Over the last few months, there has been much debate about the future of our local Swindon libraries. We have an extremely good library service in our town and over the years, libraries have played an important role in our local community. They are places for reading and borrowing of books, gaining access to the Internet for homework or job seeking, working quietly or meeting friends. As a local library user myself, I value them greatly.
It can't be denied that the Council, like all our public services, is having to work within tight financial constraints. Over the past few months, I have met local campaigners, talked about this issue on the doorstep with residents, raised it with Council officers and the Council Cabinet member Cllr Mary Martin and also with Libraries Minister Rob Wilson MP. Last week, the Council showed that it was listening to local concern and included Park Library as part of its core service. This is very welcome news indeed, and I am now looking for more work to be done to help ensure the future of branches such as Wroughton and Liden, for example.
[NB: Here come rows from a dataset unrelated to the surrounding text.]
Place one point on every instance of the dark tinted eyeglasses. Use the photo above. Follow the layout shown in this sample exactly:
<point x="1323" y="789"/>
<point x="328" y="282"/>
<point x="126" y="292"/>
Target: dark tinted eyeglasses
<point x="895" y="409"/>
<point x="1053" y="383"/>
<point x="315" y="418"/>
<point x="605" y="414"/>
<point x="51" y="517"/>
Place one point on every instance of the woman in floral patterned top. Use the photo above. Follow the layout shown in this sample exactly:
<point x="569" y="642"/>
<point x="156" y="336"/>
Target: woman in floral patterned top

One option that I am supportive of is a Library Trust, which is where a not-for-profit organisation would get involved. Trusts do not pay Non-Domestic Rates and have VAT exclusions. They are also eligible to apply for more grants and funding than councils can and are not tied into the structures, bureaucracy and purchasing agreements of councils, meaning they can purchase entirely tailored to the interests of the service. Members of the Swindon Libraries service have come up with just such a proposal and I am very keen that the Council pursue this urgently. I will carry on doing whatever I can to find new sources of income and support for Swindon's libraries.
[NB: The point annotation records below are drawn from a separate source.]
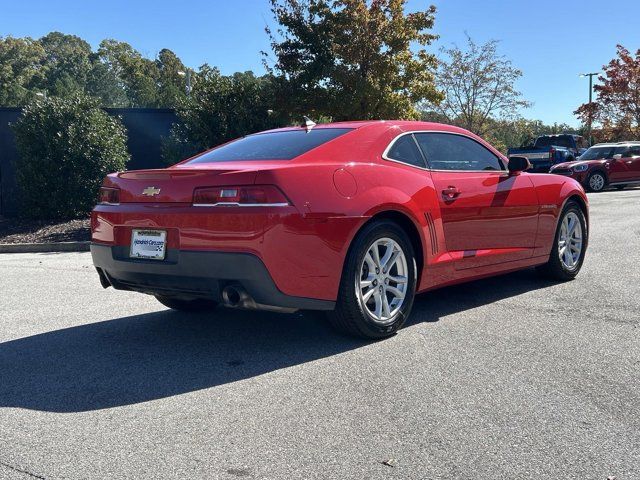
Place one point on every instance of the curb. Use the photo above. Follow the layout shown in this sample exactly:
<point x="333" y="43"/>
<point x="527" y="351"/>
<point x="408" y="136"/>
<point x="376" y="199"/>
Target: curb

Last Thursday, I helped to host a public meeting at East Wichel Community School. The meeting was organised by Councillor Claire Ellis and Nick Burns-Howell after residents got in touch regarding the current parking situation in Wichelstowe. I was very pleased to see so many local residents at the meeting putting forward their views. Following on from the meeting, I have asked Swindon Borough Council to carry out a full review of the arrangements in East Wichel and to keep us regularly updated. If you are a local resident and were unable to make the meeting but would like to have your views heard please drop me an email to Robert.firstname.lastname@example.org
I was delighted to unveil a very special sculpture in the village of Liddington over the weekend. The Hoarusib Bull, a lifesize portrait of a legendary elephant, is the work of Swindon's own David Lomax, who is a world renowned sculptor.The awe inspiring work is proof that Swindon is a place full of surprises, a place of contrasts and of hidden talents. I think it is time we began to speak more loudly about what we are capable of and what we are already doing in terms of our contribution to arts and culture. David Lomax is a pivotal example of this. He has worked for many years now at the top of his art and chose to do that here, in Swindon.
Finally, I would like to wish fellow Wroughton resident, Commander Tim Winter, the very best of luck as he takes part in Walking Home for Christmas as part of the Walking With The Wounded Charity. Tim will be braving the winter weather and walking 23 miles along the Ridgeway on Friday 16th December to raise money to support wounded veterans.